第140話 たい焼き
舞がアイドルになる前の日常。中学生の頃の話。
学校からの帰り道。
「うー、さむさむ、舞、ギュッてして〜」
「いいわよ、おいで、公介」
「わ〜い」
「はい、ギュ〜ッ」
「あったか〜い」
「うふふ、公介、今日はどこかに寄ってく? 何か食べたい?」
「う〜ん、そうだな……たい焼き食べたい!」
「わかったわ、行きましょう」
というわけで、たい焼きを買いに行く。
「公介、どれがいい?」
「あんことカスタードクリームか……うわ〜、どっちにしようかな〜」
「どっちも買って、半分こしましょう」
「名案だな!」
たい焼きを買って、公園で食べる。
「はい、公介、あ〜ん」
「それ、あんことカスタード、どっち?」
「食べてからのお楽しみよ」
「なるほど、あむっ、カスタードだ、美味いっ!」
「はむ、本当ね、美味しいわ」
舞とたい焼きを半分こして食べた。
そして、同棲している現在。
舞が家庭用のたい焼き器を買ってきてくれた。
さっそくたい焼きを作ってくれる。
しかも、セクシーなナースのコスプレをしながらだ!
たい焼きを作りながら、同時にセクシーなコスプレで俺をよろこばせてくれているのだ。
国民的アイドルが、夜はセクシーなナースのコスプレをして、たい焼きを作っているとは、誰も思わないだろう。
「さあ、公介、できたわよ。

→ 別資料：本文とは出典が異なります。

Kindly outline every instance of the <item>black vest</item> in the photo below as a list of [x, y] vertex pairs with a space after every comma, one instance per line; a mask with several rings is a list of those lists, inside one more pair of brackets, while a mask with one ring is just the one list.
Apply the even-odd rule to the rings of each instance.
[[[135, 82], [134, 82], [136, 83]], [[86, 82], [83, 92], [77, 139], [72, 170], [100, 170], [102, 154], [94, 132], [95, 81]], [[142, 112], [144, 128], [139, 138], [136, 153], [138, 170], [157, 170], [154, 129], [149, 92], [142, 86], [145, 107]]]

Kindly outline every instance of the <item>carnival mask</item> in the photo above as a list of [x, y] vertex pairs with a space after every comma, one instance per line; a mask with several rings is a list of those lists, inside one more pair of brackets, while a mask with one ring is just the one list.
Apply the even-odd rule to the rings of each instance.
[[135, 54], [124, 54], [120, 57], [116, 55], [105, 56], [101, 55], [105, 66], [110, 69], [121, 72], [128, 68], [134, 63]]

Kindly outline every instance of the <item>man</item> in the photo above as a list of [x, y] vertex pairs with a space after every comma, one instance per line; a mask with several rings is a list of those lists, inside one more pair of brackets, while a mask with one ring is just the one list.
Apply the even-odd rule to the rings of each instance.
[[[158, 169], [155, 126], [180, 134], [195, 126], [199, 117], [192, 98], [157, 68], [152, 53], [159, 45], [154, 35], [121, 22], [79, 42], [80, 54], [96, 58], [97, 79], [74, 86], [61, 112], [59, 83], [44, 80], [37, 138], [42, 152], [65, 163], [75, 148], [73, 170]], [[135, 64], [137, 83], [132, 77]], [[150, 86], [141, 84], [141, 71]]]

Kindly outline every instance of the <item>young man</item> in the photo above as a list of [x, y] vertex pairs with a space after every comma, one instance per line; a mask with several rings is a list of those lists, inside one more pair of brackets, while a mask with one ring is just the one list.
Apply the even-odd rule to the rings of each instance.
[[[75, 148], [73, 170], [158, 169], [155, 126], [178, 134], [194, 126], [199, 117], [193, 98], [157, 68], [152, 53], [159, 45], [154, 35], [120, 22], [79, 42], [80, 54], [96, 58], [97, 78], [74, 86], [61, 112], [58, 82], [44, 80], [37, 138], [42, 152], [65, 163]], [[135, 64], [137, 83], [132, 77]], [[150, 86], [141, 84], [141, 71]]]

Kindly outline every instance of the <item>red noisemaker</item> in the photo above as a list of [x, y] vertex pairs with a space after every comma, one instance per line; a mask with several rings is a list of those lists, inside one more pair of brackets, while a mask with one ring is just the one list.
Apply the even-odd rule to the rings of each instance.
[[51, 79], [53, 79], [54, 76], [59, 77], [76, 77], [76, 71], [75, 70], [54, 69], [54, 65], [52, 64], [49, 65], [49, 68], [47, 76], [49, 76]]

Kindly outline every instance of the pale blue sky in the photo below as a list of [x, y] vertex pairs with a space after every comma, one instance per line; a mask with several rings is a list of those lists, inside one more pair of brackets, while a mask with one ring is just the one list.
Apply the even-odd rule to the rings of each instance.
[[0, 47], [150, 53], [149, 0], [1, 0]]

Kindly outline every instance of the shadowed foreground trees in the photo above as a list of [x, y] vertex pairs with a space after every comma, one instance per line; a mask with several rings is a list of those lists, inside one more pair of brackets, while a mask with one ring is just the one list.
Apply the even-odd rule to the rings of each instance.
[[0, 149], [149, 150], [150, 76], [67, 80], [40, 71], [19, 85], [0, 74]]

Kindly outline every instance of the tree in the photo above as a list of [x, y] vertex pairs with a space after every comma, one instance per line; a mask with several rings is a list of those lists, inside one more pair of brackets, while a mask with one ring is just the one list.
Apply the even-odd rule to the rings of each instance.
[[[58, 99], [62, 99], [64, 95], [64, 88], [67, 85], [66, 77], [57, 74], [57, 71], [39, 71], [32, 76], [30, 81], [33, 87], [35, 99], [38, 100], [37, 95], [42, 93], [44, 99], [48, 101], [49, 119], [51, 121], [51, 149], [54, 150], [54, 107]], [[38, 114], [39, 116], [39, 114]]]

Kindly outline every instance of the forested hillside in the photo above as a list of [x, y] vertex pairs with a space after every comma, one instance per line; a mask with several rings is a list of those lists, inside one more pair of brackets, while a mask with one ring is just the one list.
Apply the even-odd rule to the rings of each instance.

熱いから気をつけてね」
「いただきま〜す! うん、美味しい〜!」
「ふふ、よかったわ。他にもいろんなたい焼きの具を買ってきたからね。栗とかチーズとかポテトサラダとかね。次はどれを食べたい?」
「すっごい美味しそうなんだけど、申し訳ない!」
「あん」
俺は舞を抱きしめる。
「舞がそんなセクシーなコスプレしてるから、もう俺、俺っ!」
「ふふ、我慢できない?」
「うん!」
「しょうがないわね。悪いのはこんなにセクシーなナース服を着てる私よ。もう我慢しなくていいわ、公介」
「ありがとう、舞〜!」
「ああっ、公介〜!」
愛し合った後、またたい焼きを食べた。